Man that was so much more than I initially planned on typing, but trying to get you back on track. Best of luck!
Update in response to OP’s update:
The graph you added is indeed a bivariate analysis but, if I understand you correctly, of the target against a certain feature. This “correlation” study does not have meaning as far as identifying heteroscedasticity in the performance of your model.
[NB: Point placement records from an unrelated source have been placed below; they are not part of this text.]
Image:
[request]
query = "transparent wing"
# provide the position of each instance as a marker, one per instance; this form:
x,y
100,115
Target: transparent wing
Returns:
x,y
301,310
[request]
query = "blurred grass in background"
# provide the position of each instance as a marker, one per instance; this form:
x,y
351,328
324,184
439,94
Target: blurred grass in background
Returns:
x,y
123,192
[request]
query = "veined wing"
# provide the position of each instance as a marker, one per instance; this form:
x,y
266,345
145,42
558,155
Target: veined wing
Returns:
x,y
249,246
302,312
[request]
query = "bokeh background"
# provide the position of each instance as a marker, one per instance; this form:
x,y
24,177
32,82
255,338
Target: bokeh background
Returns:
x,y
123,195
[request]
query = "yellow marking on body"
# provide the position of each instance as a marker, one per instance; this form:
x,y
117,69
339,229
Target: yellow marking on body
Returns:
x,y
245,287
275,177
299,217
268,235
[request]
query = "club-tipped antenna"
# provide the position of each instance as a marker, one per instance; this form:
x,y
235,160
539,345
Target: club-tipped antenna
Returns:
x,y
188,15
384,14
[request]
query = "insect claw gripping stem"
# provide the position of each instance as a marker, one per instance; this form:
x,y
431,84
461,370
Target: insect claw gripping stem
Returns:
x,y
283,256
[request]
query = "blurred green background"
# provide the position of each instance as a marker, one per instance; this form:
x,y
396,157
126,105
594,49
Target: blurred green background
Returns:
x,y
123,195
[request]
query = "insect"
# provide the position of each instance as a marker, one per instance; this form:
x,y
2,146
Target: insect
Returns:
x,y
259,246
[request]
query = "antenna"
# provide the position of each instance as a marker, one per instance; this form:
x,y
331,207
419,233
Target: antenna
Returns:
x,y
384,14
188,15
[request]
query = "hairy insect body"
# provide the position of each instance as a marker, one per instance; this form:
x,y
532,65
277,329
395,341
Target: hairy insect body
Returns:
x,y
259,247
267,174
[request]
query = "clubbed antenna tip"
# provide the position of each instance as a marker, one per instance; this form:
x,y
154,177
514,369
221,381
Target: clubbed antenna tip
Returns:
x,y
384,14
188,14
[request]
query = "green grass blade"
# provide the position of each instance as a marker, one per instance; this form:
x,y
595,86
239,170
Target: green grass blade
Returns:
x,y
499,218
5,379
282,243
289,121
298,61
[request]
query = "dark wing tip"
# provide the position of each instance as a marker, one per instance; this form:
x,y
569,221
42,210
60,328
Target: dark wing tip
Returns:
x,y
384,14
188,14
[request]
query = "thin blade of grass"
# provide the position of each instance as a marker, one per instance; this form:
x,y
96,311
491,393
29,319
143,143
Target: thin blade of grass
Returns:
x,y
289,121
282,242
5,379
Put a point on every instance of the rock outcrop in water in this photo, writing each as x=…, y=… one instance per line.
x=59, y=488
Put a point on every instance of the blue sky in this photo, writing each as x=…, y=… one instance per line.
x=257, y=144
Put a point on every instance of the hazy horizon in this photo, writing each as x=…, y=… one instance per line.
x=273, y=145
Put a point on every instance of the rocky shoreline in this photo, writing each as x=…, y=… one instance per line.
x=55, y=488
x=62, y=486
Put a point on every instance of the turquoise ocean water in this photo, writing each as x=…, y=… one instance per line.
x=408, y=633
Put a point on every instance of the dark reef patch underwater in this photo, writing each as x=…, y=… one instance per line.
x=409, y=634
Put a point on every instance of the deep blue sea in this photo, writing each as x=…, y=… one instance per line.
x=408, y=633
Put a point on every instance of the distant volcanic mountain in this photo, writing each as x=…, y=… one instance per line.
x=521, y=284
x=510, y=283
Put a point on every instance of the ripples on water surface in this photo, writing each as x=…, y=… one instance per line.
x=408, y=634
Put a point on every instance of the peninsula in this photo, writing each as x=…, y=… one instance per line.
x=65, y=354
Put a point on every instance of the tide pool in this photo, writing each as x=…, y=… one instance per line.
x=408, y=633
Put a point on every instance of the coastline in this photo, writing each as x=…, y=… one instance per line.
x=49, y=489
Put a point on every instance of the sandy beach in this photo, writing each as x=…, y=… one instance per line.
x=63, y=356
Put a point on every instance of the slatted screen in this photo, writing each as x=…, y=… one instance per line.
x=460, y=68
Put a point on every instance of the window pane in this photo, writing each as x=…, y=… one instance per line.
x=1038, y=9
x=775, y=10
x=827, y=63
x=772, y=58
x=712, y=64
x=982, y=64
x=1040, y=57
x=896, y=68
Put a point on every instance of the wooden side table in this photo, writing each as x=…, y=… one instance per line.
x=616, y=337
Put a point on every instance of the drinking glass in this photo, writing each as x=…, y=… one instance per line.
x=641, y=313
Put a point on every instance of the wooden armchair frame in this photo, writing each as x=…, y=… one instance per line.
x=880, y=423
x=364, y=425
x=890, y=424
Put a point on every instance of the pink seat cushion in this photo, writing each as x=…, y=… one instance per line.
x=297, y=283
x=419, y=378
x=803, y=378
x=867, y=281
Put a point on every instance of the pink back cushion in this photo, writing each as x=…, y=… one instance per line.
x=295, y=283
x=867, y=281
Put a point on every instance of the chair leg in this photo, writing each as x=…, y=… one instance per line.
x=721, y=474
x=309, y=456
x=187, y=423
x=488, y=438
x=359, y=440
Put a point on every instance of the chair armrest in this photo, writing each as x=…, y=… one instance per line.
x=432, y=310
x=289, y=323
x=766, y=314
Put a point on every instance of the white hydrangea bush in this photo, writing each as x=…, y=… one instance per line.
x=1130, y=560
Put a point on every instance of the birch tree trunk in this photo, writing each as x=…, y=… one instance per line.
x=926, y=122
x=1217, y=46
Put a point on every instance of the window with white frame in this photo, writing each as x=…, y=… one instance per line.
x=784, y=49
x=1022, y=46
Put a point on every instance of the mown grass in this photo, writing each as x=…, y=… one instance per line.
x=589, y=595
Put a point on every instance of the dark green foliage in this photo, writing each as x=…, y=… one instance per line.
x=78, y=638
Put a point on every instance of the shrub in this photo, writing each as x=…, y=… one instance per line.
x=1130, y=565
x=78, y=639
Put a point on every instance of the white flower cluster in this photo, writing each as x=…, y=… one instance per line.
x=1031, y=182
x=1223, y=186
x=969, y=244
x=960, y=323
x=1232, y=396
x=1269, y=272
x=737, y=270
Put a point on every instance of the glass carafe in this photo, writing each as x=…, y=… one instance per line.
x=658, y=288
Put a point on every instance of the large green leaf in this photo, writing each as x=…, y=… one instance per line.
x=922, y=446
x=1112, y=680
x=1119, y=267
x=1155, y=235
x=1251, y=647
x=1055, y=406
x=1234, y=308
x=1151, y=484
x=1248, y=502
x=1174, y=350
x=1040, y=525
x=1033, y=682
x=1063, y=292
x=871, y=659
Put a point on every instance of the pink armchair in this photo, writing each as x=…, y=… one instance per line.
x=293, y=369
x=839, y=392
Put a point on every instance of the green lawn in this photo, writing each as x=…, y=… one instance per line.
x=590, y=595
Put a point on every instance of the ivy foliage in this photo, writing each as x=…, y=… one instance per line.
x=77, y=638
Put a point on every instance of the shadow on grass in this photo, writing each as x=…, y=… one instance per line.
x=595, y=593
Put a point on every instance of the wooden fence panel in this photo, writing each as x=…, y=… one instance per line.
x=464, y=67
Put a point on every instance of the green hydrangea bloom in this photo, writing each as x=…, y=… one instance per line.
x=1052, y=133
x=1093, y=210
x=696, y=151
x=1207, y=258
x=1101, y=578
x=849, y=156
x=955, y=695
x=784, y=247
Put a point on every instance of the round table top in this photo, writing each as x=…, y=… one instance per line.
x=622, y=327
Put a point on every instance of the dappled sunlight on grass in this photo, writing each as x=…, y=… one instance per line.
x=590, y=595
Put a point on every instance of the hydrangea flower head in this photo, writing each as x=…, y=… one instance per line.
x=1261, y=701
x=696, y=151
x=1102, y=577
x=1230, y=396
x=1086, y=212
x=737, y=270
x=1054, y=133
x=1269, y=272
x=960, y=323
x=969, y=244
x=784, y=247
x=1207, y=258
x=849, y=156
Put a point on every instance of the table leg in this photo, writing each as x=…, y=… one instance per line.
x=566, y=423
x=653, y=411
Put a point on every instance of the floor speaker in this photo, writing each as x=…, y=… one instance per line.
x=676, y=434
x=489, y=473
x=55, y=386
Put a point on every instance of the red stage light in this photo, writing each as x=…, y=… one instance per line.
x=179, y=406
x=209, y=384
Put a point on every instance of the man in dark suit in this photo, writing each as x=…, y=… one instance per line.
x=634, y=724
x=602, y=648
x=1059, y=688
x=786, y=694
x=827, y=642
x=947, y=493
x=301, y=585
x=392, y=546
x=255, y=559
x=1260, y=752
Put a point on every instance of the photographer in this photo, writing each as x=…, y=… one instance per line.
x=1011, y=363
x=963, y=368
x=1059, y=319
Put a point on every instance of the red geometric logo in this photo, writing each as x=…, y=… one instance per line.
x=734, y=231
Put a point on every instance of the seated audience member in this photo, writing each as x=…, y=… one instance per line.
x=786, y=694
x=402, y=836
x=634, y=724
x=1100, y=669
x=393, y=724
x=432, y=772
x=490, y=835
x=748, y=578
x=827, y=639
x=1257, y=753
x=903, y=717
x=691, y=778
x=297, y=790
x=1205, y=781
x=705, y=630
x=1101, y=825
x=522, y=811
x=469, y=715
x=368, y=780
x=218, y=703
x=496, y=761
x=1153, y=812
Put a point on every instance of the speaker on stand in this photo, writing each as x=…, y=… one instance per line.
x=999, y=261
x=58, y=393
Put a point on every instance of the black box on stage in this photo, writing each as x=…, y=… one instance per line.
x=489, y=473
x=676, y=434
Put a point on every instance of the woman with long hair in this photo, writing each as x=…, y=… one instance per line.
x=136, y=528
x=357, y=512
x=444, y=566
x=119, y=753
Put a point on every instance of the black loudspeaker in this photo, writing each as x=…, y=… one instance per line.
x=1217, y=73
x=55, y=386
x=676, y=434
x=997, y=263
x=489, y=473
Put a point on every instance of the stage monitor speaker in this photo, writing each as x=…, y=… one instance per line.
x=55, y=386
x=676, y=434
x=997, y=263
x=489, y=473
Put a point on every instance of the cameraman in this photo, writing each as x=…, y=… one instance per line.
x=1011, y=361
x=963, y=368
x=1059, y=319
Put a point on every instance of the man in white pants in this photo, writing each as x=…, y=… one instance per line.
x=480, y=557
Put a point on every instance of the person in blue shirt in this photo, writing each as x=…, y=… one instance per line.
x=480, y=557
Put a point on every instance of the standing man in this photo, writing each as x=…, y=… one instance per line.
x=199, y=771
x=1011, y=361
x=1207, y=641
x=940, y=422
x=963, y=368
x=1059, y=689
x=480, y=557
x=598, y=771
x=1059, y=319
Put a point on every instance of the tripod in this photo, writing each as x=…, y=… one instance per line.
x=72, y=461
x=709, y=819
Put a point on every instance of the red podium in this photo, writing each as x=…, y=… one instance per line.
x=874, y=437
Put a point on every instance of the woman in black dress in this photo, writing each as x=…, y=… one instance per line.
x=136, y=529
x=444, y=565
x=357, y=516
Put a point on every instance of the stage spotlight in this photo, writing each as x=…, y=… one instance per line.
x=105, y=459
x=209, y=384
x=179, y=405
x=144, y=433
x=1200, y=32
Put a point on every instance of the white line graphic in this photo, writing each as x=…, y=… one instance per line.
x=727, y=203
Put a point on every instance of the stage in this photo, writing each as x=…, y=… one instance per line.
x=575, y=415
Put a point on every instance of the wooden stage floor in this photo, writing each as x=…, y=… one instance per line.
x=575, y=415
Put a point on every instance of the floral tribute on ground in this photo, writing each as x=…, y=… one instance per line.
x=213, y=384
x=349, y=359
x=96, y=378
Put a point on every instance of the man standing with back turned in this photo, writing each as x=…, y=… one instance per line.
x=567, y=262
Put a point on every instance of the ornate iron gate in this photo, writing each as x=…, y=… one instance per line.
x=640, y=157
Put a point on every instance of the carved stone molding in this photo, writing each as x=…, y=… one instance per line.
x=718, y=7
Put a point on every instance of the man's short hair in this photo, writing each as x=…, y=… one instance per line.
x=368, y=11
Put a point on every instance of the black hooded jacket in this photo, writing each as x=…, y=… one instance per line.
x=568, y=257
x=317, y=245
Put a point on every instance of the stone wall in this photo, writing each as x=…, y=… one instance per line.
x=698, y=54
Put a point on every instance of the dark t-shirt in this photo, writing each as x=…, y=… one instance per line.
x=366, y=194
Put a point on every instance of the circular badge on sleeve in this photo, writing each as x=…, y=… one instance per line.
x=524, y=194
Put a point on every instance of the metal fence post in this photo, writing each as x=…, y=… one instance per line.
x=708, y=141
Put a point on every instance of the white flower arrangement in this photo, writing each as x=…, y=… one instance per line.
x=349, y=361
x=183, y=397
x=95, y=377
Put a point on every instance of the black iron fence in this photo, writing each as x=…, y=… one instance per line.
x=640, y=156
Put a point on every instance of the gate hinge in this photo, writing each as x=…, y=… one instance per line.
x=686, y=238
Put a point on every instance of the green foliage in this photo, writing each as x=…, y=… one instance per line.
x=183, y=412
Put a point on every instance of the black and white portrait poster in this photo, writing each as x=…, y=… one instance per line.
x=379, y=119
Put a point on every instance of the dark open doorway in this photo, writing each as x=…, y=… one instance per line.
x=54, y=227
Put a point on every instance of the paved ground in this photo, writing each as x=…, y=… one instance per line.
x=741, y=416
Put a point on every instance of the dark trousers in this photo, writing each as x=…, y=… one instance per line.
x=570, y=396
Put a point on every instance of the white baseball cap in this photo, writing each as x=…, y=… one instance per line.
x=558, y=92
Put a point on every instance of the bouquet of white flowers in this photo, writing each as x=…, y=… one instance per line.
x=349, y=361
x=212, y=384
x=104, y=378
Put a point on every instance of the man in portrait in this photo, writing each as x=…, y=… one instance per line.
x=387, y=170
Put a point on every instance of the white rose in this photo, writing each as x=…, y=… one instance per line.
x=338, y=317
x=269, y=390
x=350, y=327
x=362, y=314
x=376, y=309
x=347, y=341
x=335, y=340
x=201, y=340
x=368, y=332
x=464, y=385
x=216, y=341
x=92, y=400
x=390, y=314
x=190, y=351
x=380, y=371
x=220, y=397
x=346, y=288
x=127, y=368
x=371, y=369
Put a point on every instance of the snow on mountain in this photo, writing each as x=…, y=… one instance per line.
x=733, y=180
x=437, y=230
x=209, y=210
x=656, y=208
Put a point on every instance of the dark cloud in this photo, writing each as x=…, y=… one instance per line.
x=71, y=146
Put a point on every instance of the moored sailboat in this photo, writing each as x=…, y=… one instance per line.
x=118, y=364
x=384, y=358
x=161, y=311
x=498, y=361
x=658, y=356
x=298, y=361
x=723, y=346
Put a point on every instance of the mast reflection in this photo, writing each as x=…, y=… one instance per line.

Your bivariate analyses should analyze either the target or a single feature against the residuals, or error terms, your model produces. This will show you which features (including the meta feature ‘target above 50’”, are connected to heteroscedastic results and is how you can begin to identify the model’s “blind spot(s)”.
You are almost there! 
Example: If you adjust your analysis to be of the residuals, as described, and find that “target > 50” enables a linear separation between two distinct error distributions, then you know you need to either engineer a new feature that your current model can work with, change models to something that can understand that meta feature without additional feature engineering, or train a separate model for this separate process that occurs when t > 50.